Her practical sweet spot is ‘intelligence per byte’ — The takeaway is that memory capacity lets you fit large models, but memory bandwidth decides how responsive they feel, which is why NVFP4 is presented as the hero for local prototyping on Spark.
The Breakdown
The core problem: developers get pushed to the cloud by default
Kabiri opens with a very practical complaint: modern AI work either runs out of memory or hits software-stack friction, so teams end up shoving everything into the cloud or data center. That creates its own pain — unpredictable cost, data residency issues, latency concerns, and development delays when your experiments are competing with everyone else’s jobs.
What Spark is supposed to solve
She positions NVIDIA Spark as a desk-side system built specifically to bring serious AI development back to where developers actually work. The specs are the hook: a GB10 Grace Blackwell superchip, 128 GB of unified memory, NVLink support, and enough headroom to work with models up to roughly 200 billion parameters locally while using the same NVIDIA AI software stack as production.
Her setup was built to be reproducible, not flashy
Instead of a glossy benchmark slide, she walks through her actual setup: vLLM serving quantized models of different sizes inside an NVIDIA-optimized container. She even jokes that she wants to show “the how,” then details the automated benchmarking harness with Docker isolation, three mandatory warm-up runs, and GPU logging at one-second intervals so every result can be verified later.
The measurement detail that matters: streaming and first token timing
Kabiri makes a point that end-to-end latency matters, but time to first token is what users actually feel. She highlights the script that handles streaming responses from the vLLM server and timestamps the first chunk, because this is the difference between an app feeling instant versus feeling broken.

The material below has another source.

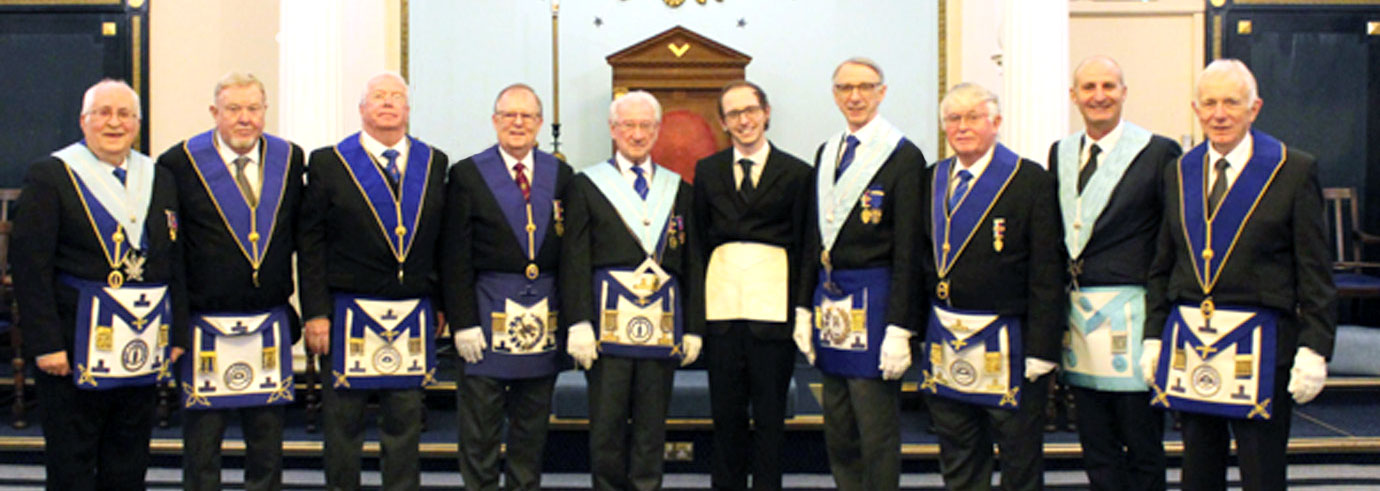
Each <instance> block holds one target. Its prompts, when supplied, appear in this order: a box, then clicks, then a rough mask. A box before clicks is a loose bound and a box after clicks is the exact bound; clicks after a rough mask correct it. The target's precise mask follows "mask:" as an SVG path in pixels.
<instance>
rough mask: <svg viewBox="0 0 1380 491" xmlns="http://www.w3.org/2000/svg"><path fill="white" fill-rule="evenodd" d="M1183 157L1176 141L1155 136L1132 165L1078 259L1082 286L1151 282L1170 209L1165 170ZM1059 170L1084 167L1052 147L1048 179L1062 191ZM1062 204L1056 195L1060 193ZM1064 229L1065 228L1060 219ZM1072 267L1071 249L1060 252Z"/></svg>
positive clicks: (1163, 137)
mask: <svg viewBox="0 0 1380 491" xmlns="http://www.w3.org/2000/svg"><path fill="white" fill-rule="evenodd" d="M1183 153H1184V152H1183V150H1181V149H1180V148H1179V143H1176V142H1174V141H1172V139H1169V138H1165V137H1161V135H1154V137H1151V139H1150V143H1148V145H1145V148H1144V149H1141V150H1140V153H1137V154H1136V157H1134V159H1133V160H1132V163H1130V166H1129V167H1127V168H1126V172H1125V174H1122V178H1121V181H1118V182H1116V188H1112V196H1111V197H1110V199H1108V200H1107V207H1105V208H1103V212H1101V214H1100V215H1097V221H1096V222H1094V223H1093V234H1092V237H1090V239H1089V240H1087V244H1086V246H1083V251H1082V254H1081V255H1079V257H1078V258H1074V259H1081V261H1082V265H1081V266H1082V268H1081V269H1082V274H1079V276H1078V277H1076V279H1072V280H1076V281H1078V284H1079V285H1083V287H1092V285H1114V284H1140V285H1144V284H1145V280H1147V279H1150V262H1151V261H1154V258H1155V240H1156V237H1158V234H1159V219H1161V218H1159V215H1161V212H1162V211H1163V208H1165V197H1163V189H1165V185H1163V182H1162V179H1163V177H1165V170H1166V168H1167V167H1172V166H1173V164H1174V163H1176V161H1179V156H1180V154H1183ZM1060 166H1075V167H1076V166H1079V163H1078V161H1071V163H1068V161H1065V163H1060V161H1058V142H1054V145H1050V148H1049V168H1050V172H1049V175H1050V177H1053V178H1054V189H1056V190H1057V189H1058V172H1057V171H1056V170H1058V168H1060ZM1056 203H1057V194H1056ZM1060 223H1061V226H1060V230H1064V229H1065V228H1064V226H1065V225H1067V223H1063V215H1060ZM1060 251H1063V252H1064V255H1063V258H1064V261H1063V262H1061V263H1065V265H1067V263H1068V259H1070V257H1068V248H1067V247H1060Z"/></svg>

Raw throughput numbers: small models fly, but 14B with NVFP4 is the real story
The 1.5B instruct model leads the chart at 61.73 tokens per second, but she clearly cares most about the 14B NVFP4 result: 20.19 tokens per second. Her framing is that this is the engineering sweet spot — nearly 10× the parameters of the 1.5B model, but still faster than average human reading speed.
Quantization changed everything
The contrast that makes her point land is the 14B base model at just 8.40 tokens per second. Her takeaway is blunt: on Blackwell, quantization format is just as important as the hardware, and NVFP4 is what lets Spark bridge research experimentation and production-style prototyping on a single local machine.

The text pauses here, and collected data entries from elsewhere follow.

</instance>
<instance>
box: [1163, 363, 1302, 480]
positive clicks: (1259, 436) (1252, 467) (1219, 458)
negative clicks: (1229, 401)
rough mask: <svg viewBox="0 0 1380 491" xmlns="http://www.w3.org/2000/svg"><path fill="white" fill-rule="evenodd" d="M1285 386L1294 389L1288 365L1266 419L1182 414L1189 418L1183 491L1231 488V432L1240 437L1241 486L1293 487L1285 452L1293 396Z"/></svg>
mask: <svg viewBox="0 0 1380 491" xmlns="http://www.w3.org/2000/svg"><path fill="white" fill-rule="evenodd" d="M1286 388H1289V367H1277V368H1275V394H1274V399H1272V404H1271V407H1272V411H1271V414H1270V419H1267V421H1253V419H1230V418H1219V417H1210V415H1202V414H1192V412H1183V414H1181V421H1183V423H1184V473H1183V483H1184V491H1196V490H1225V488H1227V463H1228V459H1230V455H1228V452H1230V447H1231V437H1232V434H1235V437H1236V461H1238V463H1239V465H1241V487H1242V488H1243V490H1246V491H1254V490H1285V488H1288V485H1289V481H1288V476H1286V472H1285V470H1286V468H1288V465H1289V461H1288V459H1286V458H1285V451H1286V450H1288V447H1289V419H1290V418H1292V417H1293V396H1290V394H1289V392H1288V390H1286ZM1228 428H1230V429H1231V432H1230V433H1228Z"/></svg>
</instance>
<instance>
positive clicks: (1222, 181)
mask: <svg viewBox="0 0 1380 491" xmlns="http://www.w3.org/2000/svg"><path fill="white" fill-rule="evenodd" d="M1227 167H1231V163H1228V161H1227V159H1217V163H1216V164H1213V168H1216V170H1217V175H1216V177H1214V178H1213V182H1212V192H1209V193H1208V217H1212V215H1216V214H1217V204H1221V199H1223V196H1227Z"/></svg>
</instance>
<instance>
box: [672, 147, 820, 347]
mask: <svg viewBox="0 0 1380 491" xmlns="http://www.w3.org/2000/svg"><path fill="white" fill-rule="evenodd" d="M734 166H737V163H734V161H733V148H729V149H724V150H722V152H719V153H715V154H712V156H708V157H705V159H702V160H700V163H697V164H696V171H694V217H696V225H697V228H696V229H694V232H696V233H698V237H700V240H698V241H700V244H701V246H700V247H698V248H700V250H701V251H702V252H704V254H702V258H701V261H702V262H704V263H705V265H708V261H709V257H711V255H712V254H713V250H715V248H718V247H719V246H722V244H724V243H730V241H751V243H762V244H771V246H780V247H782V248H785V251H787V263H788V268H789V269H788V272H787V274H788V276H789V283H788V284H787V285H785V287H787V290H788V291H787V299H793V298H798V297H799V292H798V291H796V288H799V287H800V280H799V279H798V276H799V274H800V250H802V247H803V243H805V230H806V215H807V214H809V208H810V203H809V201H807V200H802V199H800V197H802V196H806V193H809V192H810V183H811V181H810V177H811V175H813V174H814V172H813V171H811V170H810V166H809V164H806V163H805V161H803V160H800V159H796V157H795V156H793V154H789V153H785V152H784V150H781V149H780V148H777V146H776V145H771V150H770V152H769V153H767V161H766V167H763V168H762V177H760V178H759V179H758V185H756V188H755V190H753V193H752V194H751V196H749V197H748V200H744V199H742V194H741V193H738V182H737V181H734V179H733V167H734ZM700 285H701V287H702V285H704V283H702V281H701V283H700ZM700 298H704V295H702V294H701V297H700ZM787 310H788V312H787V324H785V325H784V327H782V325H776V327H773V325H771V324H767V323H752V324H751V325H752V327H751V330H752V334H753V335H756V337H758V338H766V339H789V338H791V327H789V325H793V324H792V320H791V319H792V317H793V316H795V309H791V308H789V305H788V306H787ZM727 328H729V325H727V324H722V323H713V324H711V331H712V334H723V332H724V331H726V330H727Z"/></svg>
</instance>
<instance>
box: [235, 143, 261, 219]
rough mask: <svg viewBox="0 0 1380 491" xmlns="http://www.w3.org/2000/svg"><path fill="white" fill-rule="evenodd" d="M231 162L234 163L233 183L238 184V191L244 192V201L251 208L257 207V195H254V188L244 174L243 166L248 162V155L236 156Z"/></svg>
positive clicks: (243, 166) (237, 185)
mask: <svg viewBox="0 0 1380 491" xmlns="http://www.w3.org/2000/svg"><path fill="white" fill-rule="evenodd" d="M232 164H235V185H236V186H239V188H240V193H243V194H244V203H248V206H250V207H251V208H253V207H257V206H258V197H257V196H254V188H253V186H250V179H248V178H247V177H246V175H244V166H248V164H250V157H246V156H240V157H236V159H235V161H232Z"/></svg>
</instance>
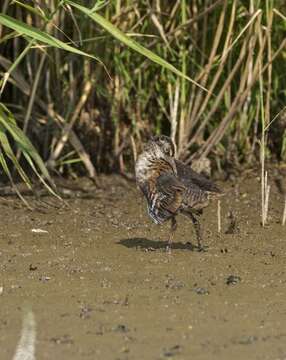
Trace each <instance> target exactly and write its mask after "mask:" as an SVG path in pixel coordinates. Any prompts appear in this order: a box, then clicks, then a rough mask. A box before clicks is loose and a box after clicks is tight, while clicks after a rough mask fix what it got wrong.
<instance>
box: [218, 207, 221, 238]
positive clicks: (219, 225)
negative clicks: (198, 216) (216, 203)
mask: <svg viewBox="0 0 286 360" xmlns="http://www.w3.org/2000/svg"><path fill="white" fill-rule="evenodd" d="M217 231H218V232H219V233H220V232H221V206H220V200H218V202H217Z"/></svg>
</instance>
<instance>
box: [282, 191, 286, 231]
mask: <svg viewBox="0 0 286 360" xmlns="http://www.w3.org/2000/svg"><path fill="white" fill-rule="evenodd" d="M285 224H286V196H285V199H284V211H283V215H282V226H284V225H285Z"/></svg>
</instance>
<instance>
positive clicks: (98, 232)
mask: <svg viewBox="0 0 286 360" xmlns="http://www.w3.org/2000/svg"><path fill="white" fill-rule="evenodd" d="M271 181H272V182H271V185H272V186H271V194H270V210H269V215H270V218H269V225H267V227H265V228H264V229H262V227H261V226H260V191H259V190H260V185H259V179H258V178H256V177H254V176H245V177H244V178H241V179H240V180H239V181H238V182H236V183H231V182H229V183H225V184H221V186H222V187H223V188H225V189H226V190H227V195H226V196H225V197H224V198H223V199H222V233H221V234H218V233H217V211H216V209H217V208H216V203H215V202H214V203H213V204H211V206H210V207H209V208H207V210H206V211H205V213H204V215H203V217H202V223H203V229H204V244H205V245H207V246H208V248H207V251H206V252H197V251H196V250H195V249H194V247H193V246H192V244H193V245H195V236H194V229H193V226H192V224H191V223H190V221H189V220H188V219H187V218H184V217H179V218H178V230H177V232H176V234H175V238H174V244H173V248H172V249H173V250H172V253H171V255H169V254H168V253H166V252H165V247H166V241H167V239H168V229H169V226H168V224H166V225H164V226H157V225H155V224H152V223H151V221H150V220H149V218H148V217H147V214H146V205H145V202H144V199H143V198H142V197H141V195H140V194H139V192H138V190H137V189H136V188H135V186H134V185H132V184H129V183H126V182H125V181H123V180H122V179H119V178H116V177H107V178H104V179H103V181H102V182H103V184H104V188H105V190H103V189H101V190H92V191H85V192H80V191H76V190H75V191H69V193H70V194H72V195H73V197H72V198H70V199H67V200H66V201H67V204H68V205H69V206H61V205H60V204H59V203H57V202H56V201H55V199H52V198H49V197H46V198H44V202H40V201H36V200H33V199H31V198H30V199H29V198H28V200H29V201H30V202H31V203H32V204H33V205H36V206H37V210H35V211H28V210H26V209H25V208H24V207H23V205H22V204H21V202H20V201H19V200H17V199H16V198H15V197H9V196H8V197H0V214H1V217H0V225H1V233H0V271H1V275H0V290H1V291H0V294H1V295H0V304H1V307H0V349H1V356H0V358H1V360H6V359H12V358H13V356H14V354H15V351H16V348H17V344H18V343H19V341H20V339H21V332H22V331H23V329H22V328H23V326H22V320H23V317H24V318H25V311H31V312H32V314H33V318H34V321H35V331H36V335H35V336H36V341H35V358H36V359H37V360H38V359H62V360H65V359H69V360H70V359H104V360H109V359H110V360H111V359H112V360H115V359H118V360H119V359H120V360H125V359H140V360H141V359H164V358H166V359H167V358H174V359H220V360H223V359H228V360H229V359H285V358H286V302H285V299H286V268H285V260H286V256H285V254H286V227H282V226H281V217H282V209H283V196H282V195H281V194H280V193H279V191H278V189H277V188H276V186H275V184H274V179H271ZM47 203H49V204H47ZM51 204H54V205H55V206H51ZM230 211H232V214H233V215H232V216H230V213H229V212H230ZM33 229H34V230H33ZM32 230H33V231H32ZM40 230H41V232H39V231H40ZM190 242H191V244H190ZM27 309H29V310H27Z"/></svg>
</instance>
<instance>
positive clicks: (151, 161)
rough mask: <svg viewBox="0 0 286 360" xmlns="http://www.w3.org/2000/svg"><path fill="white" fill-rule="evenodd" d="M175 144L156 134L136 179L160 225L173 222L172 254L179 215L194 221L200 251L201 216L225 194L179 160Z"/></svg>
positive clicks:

Why responsiveness beats capacity in practice
She returns to time to first token and calls out the side-by-side 14B comparison again: the NVFP4 version is 3.4× faster to first token than the unoptimized base model. That leads to her broader lesson that memory capacity and memory bandwidth are not the same thing — 128 GB lets you fit big models, but efficient data movement determines whether those models actually feel usable.
Where she thinks Spark fits in the workflow
Her closing recommendation is specific: use Spark for steady-state workloads, privacy-sensitive work, and rapid local prototyping. The bigger idea is a workflow loop — run locally, iterate fast, then move the exact same stack to cloud or data center when you’re ready to scale.